During World War II he helped develop radar bombing systems that could operate effectively in the high humidity of the South Pacific. After the war, Townes began his academic career at Columbia University. He was later appointed provost and professor of physics at Massachusetts Institute of Technology. In 1967, he became professor at the University of California, where he continues to supervise research projects in astrophysics. Throughout his distinguished professional career, Charles Townes has retained deeply felt religious beliefs that have set him apart from many of the world's leading scientists. In the 1950s, he embarked on a lifelong quest to integrate the insights of faith and reason, religious belief and scientific inquiry. This quest, amplified by his personal experiences and scholarly reflections, convinced him that the realms of religion and science must eventually converge  and their convergence will lead to deeper insights into God's purposes. In his view, religion is not a realm outside of reality but an effort better to understand reality and all that surrounds it.

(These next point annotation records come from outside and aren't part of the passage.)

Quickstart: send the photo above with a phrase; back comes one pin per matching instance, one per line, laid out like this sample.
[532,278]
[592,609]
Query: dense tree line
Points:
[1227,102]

Townes believes that both scientists and theologians seek truth that transcends current human understanding, and both perspectives are fraught with uncertainty. He shares with the British writer, G.K. Chesterton, an awareness that "we do not know enough about the unknown to know that it is unknowable." Scientists, Townes explains, do not always build their inquiries upon facts. They often must propose hypotheses from postulates, thereby basing their investigations on a form of faith. His emphasis on the affinities between science and religion has made the dialogue between people of faith and people of science less confrontational and more constructive.

Today Charles Townes serves as a model of rationality informed by faith. In a convocation address last spring at Furman, Dr. Townes, now a Furman trustee, stressed that his unplanned flash of insight on the Washington, D.C., park bench illustrates how topics associated with religion or science  revelation, intuition, observation, faith and aesthetics  can apply to both areas of thought.

One of the hallmarks of genius is the ability to ask the right questions. Charlie Townes struggles with big issues and perplexing mysteries. He truly is an extraordinary man whose brilliance, insight and ingenuity have helped enrich and inform modern life.

On the verge of his 90th birthday, he still displays an awe-inspiring energy. His career has demonstrated that the most sophisticated scientific research can be exercised with Christian humility and benevolence. He has made profound contributions to the progress of exploring, discovering, and embracing the power of God's creation.

All the while, he has remained an uncommon man with a common touch. And he is ours, a Greenville treasure; indeed, he is our crown jewel.